# So excited, getting my beginning mice soon!



## Alexis (Jun 4, 2014)

Hi all! I just have to share my excitement of finally getting some nice mice to start up with. I am going to start my own mousery and I am going to be getting my 1st three mice for beginning with in probably within a week. I am getting them from another mousery, no petshop ones since I want to try and breed towards the show standard and the ones I am getting are going to be a good start for it. I am getting a lavender buck, blue pied doe and a blue tan doe. I will post pics when I can.


----------



## Miceandmore64 (Jul 16, 2013)

Very exciting! But if you want to breed for show (or was it just show type) wouldn't you want to get a trio of the same variety?


----------



## Alexis (Jun 4, 2014)

Just show type, not going to go to any shows, all too far away. Maybe someday if I think my mice look really nice then I may go to a show, but for now I am just doing it for fun, like a hobby or something.


----------



## Miceandmore64 (Jul 16, 2013)

Sounds good. Just wanted to mention one word of advice- You don't make any profit. Some people believe you make a profit but no.


----------



## Alexis (Jun 4, 2014)

Yup, I know  Part of the reason I only got three, just to start small and see how things go. I can't wait to get them! I've also had mice before when I was younger, we even raised a little wild mouse. My brothers found it in a wheelbarrow because our barn was being cleaned out, and we must have disturbed a nest. It was just starting to get its fur when we found it, and had little bugs crawling on it. I forgot what kind of milk replacer we gave it, but we fed it with a string since it didn't like the syringes. I remember my mom also gave it a tiny, tiny bit of Capstar, and it got rid of the bugs. I know capstar you shouldn't give to them, but we were desperate, lol! We figured it would either kill it or cure it.

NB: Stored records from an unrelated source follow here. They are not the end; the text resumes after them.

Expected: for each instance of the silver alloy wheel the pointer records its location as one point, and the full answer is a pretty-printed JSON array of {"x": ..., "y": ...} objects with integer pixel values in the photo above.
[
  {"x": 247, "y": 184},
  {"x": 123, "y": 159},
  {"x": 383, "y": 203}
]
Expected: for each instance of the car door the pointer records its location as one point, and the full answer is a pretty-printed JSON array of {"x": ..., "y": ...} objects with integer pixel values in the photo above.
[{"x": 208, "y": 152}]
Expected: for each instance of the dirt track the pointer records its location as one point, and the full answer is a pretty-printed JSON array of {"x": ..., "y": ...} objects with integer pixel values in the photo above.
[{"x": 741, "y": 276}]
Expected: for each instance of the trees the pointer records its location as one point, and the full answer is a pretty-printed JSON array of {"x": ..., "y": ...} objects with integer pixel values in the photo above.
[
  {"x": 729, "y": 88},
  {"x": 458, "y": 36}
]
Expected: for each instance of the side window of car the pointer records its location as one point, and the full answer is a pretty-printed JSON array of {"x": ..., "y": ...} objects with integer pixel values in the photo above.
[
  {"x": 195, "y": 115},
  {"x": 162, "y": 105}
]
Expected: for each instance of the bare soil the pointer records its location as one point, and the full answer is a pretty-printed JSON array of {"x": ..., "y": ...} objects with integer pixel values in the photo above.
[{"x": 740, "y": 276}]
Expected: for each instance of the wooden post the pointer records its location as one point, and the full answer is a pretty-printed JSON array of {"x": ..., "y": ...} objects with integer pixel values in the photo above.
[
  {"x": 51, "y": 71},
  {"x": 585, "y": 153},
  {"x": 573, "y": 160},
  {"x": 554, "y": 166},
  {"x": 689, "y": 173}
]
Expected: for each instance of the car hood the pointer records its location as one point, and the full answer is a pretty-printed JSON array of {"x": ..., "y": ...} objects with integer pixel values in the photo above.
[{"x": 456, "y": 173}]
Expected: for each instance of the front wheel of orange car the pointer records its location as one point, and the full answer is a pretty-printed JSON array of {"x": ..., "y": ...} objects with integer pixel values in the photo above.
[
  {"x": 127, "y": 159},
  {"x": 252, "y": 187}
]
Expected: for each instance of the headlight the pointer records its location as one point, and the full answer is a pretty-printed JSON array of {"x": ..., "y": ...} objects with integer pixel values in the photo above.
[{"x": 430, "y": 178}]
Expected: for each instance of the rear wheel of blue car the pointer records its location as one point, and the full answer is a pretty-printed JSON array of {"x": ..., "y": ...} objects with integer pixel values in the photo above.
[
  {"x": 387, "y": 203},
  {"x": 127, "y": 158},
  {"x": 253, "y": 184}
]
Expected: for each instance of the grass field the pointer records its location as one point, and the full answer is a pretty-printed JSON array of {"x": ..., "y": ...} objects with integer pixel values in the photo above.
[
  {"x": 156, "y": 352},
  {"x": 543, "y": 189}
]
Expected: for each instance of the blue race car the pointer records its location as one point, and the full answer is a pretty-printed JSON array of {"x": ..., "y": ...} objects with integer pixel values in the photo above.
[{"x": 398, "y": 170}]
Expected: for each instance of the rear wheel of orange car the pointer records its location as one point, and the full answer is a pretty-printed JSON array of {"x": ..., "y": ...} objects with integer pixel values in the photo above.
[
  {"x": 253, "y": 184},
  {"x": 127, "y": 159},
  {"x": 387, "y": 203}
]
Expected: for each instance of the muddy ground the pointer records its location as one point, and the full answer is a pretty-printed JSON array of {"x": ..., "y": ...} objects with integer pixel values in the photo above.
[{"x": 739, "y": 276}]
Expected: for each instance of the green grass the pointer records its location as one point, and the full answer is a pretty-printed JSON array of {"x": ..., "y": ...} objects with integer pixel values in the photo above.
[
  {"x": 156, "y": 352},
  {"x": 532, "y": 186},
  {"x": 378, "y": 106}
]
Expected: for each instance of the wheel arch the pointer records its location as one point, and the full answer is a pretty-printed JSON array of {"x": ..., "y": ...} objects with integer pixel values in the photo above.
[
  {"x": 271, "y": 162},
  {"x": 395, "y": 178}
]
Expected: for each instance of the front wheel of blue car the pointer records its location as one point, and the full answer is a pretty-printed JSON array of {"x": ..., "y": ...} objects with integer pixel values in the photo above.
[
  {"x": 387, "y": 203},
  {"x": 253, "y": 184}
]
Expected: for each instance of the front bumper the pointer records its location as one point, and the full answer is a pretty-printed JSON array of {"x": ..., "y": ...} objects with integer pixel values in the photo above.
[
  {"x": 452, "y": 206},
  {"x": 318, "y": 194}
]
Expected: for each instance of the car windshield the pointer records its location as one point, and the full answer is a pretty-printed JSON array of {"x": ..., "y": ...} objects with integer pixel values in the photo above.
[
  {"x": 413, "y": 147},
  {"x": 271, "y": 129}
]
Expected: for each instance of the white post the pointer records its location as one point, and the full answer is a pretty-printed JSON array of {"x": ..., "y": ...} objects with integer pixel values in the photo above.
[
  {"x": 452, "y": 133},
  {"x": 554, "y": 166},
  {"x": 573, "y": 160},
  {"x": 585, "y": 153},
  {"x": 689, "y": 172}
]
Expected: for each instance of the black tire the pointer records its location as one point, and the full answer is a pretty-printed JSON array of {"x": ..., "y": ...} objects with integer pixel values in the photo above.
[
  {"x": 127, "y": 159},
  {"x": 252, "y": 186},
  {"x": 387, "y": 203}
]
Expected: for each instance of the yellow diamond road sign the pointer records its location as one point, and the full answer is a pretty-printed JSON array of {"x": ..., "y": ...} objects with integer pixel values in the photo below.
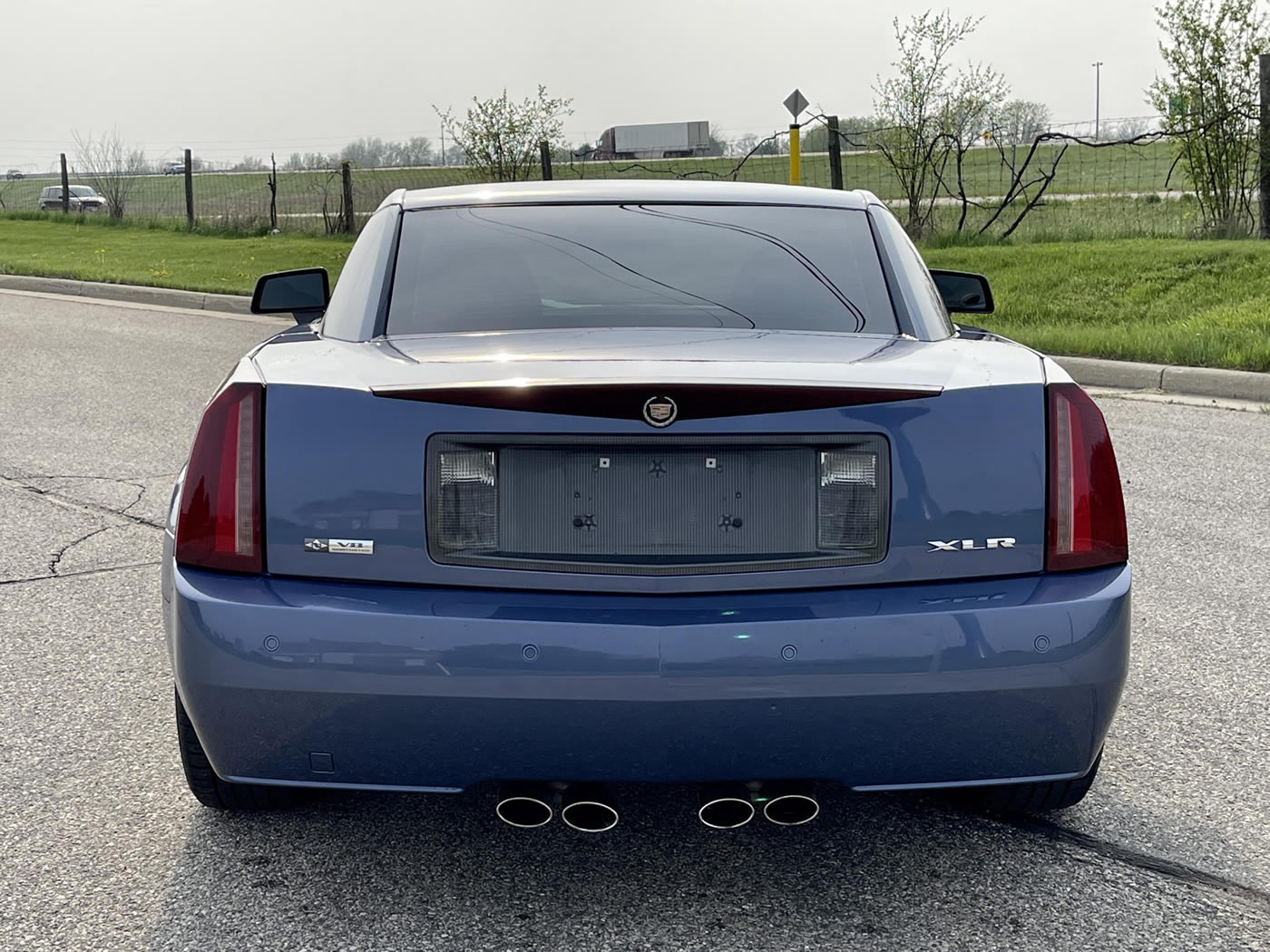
[{"x": 796, "y": 103}]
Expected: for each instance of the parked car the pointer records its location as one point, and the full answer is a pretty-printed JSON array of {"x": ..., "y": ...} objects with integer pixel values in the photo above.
[
  {"x": 83, "y": 199},
  {"x": 573, "y": 484}
]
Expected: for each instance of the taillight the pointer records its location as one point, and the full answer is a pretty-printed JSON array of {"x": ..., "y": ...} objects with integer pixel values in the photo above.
[
  {"x": 1086, "y": 507},
  {"x": 219, "y": 526}
]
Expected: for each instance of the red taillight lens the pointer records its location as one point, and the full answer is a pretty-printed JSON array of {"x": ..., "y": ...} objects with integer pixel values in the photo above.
[
  {"x": 1086, "y": 508},
  {"x": 220, "y": 505}
]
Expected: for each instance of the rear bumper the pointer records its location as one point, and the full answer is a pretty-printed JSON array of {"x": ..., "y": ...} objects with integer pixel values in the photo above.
[{"x": 935, "y": 685}]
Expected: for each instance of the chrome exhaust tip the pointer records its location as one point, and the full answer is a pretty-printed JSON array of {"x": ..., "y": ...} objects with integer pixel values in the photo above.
[
  {"x": 789, "y": 803},
  {"x": 588, "y": 809},
  {"x": 726, "y": 806},
  {"x": 524, "y": 805}
]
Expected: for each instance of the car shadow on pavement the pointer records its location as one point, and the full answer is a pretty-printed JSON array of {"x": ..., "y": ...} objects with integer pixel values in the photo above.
[{"x": 400, "y": 871}]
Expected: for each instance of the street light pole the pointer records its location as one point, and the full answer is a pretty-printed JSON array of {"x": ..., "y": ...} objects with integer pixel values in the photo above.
[{"x": 1098, "y": 97}]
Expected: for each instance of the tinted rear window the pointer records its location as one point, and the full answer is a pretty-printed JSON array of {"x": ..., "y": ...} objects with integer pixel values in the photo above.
[{"x": 613, "y": 266}]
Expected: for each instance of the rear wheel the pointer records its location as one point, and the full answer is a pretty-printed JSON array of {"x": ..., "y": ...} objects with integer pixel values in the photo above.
[
  {"x": 211, "y": 790},
  {"x": 1034, "y": 797}
]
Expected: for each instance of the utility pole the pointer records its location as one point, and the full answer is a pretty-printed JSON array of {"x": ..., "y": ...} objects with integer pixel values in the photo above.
[
  {"x": 1098, "y": 97},
  {"x": 1264, "y": 158}
]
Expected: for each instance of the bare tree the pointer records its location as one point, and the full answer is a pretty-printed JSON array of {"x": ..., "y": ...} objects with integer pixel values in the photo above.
[
  {"x": 931, "y": 114},
  {"x": 1209, "y": 99},
  {"x": 501, "y": 137},
  {"x": 718, "y": 141},
  {"x": 1132, "y": 127},
  {"x": 111, "y": 167},
  {"x": 1020, "y": 121}
]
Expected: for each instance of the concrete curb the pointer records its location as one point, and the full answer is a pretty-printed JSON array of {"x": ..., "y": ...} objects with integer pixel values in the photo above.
[
  {"x": 1189, "y": 381},
  {"x": 130, "y": 294},
  {"x": 1088, "y": 371}
]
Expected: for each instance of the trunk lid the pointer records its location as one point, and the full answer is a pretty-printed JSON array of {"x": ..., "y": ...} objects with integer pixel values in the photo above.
[{"x": 961, "y": 424}]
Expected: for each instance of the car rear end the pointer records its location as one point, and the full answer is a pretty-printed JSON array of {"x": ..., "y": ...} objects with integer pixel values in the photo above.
[{"x": 573, "y": 549}]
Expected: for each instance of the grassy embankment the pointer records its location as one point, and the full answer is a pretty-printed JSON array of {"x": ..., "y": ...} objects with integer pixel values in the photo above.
[
  {"x": 301, "y": 194},
  {"x": 1159, "y": 300}
]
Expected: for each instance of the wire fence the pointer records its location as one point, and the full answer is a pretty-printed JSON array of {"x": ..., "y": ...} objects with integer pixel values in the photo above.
[{"x": 1095, "y": 188}]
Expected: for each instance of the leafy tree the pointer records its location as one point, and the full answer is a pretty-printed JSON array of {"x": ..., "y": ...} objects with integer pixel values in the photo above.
[
  {"x": 1209, "y": 99},
  {"x": 501, "y": 137},
  {"x": 1020, "y": 121},
  {"x": 933, "y": 114}
]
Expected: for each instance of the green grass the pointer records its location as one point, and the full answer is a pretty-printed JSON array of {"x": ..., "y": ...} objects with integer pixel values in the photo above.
[
  {"x": 92, "y": 249},
  {"x": 1204, "y": 304},
  {"x": 1158, "y": 300},
  {"x": 244, "y": 199}
]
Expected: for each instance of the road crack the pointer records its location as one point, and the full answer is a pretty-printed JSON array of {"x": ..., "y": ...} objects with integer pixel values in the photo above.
[
  {"x": 1159, "y": 866},
  {"x": 24, "y": 482},
  {"x": 79, "y": 574},
  {"x": 61, "y": 552}
]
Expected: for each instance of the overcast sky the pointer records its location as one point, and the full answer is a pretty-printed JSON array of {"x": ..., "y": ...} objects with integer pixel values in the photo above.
[{"x": 229, "y": 78}]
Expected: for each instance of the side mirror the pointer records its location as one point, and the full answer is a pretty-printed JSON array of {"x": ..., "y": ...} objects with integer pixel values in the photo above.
[
  {"x": 964, "y": 292},
  {"x": 304, "y": 294}
]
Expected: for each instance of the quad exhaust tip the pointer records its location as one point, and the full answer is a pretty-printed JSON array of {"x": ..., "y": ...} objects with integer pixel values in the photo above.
[
  {"x": 524, "y": 806},
  {"x": 588, "y": 809},
  {"x": 790, "y": 803},
  {"x": 726, "y": 806}
]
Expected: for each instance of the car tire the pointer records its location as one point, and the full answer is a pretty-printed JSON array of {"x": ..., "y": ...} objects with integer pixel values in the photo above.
[
  {"x": 212, "y": 791},
  {"x": 1034, "y": 797}
]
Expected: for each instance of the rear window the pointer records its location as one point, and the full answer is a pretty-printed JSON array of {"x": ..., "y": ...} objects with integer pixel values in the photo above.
[{"x": 647, "y": 266}]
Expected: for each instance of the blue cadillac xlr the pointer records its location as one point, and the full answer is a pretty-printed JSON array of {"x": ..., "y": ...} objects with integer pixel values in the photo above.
[{"x": 580, "y": 484}]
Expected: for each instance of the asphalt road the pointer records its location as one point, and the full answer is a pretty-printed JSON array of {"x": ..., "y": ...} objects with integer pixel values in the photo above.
[{"x": 104, "y": 850}]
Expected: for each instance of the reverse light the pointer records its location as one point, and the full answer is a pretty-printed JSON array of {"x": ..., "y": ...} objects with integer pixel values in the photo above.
[
  {"x": 1086, "y": 524},
  {"x": 466, "y": 518},
  {"x": 219, "y": 526},
  {"x": 847, "y": 500}
]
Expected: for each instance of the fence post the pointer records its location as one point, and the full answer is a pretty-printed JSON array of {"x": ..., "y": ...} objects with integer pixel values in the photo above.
[
  {"x": 346, "y": 173},
  {"x": 835, "y": 154},
  {"x": 190, "y": 190},
  {"x": 66, "y": 188},
  {"x": 796, "y": 156},
  {"x": 273, "y": 193},
  {"x": 545, "y": 151},
  {"x": 1264, "y": 171}
]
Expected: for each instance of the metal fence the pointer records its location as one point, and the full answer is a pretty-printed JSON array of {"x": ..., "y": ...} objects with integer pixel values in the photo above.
[{"x": 1096, "y": 188}]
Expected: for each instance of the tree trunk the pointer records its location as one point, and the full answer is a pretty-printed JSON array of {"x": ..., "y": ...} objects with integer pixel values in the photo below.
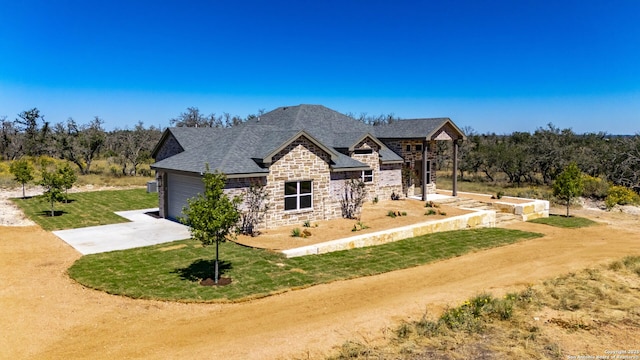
[{"x": 215, "y": 271}]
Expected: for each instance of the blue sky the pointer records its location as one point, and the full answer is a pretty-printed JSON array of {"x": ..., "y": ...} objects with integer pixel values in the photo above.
[{"x": 494, "y": 66}]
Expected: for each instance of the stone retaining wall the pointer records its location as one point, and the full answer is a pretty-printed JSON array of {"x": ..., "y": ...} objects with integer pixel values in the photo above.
[
  {"x": 477, "y": 219},
  {"x": 527, "y": 211}
]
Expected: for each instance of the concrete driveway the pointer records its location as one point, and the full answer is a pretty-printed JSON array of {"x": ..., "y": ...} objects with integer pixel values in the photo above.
[{"x": 143, "y": 230}]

Here she is a day or two after we found her

 And here she is all grown up


----------



## Alexis (Jun 4, 2014)

Sorry the pics are big, I don't know how to make them smaller.


----------



## Miceandmore64 (Jul 16, 2013)

Wow that's really cool! I started with 3 females then brought 2 males and 3 years later I'm on 13 mice and I'm getting more, not to mention 17 the other day hahao


----------



## Alexis (Jun 4, 2014)

Well, its been a while so I thought I'd give an update. I got my first three in october, a lavender buck, brindle tri doe,
and a blue tan doe, all were pet type. Now both the females have had babies, one litter is 2 days, the other 3 days, really
excited to see the colors. I also got two new mice yesterday, one that I am very happy with is a show type buck, he's so pretty
not sure what his color is called, but he's the big ears,tail and all that stuff. I also got a pet type merle roan doe.


----------